Mozilla Says All Car Brands Suck at Privacy ⇥ foundation.mozilla.org
Jen Caltrider, Misha Rykov, and Zoë MacDonald, of Mozilla:
Car makers have been bragging about their cars being “computers on wheels” for years to promote their advanced features. However, the conversation about what driving a computer means for its occupants’ privacy hasn’t really caught up. While we worried that our doorbells and watches that connect to the internet might be spying on us, car brands quietly entered the data business by turning their vehicles into powerful data-gobbling machines. Machines that, because of their all those brag-worthy bells and whistles, have an unmatched power to watch, listen, and collect information about what you do and where you go in your car.
All 25 car brands we researched earned our *Privacy Not Included warning label — making cars the official worst category of products for privacy that we have ever reviewed.

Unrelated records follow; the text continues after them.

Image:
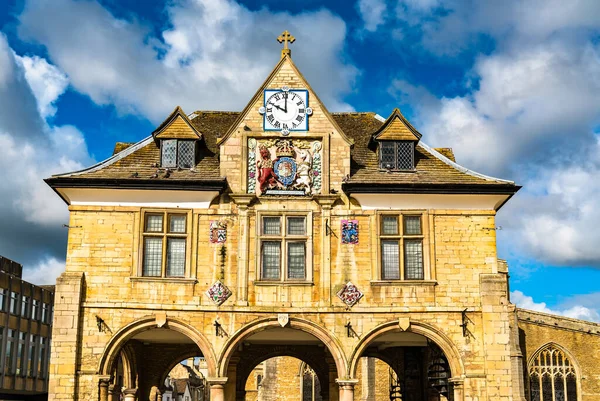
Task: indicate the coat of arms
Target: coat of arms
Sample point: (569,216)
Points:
(218,232)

General Motors announced earlier this year that its cars will no longer support CarPlay. The objective, according to Brian Sozzi of Yahoo Finance, is that it is “aiming to collect more of its own data to not only better understand drivers, but to pad its longer-term profit margins“. According to Mozilla’s researchers, GM’s major brands — including Chevrolet and GMC — are among the worst of this very bad bunch.
Mozilla has supplementary articles about how automakers collect and use personal data, and they are worth a read. It is entirely possible these privacy policies reflect an overly broad approach, that cars do not actually collect vast amounts of personal information, and that the data brokers who have partnered with automakers are marketing themselves more ambitiously than they are able to deliver. But is that better? Automakers either collect vast amounts of private information which they share with data brokers and use for targeted advertising efforts, or they are lying and only wish they were collecting and sharing vast amounts of private information.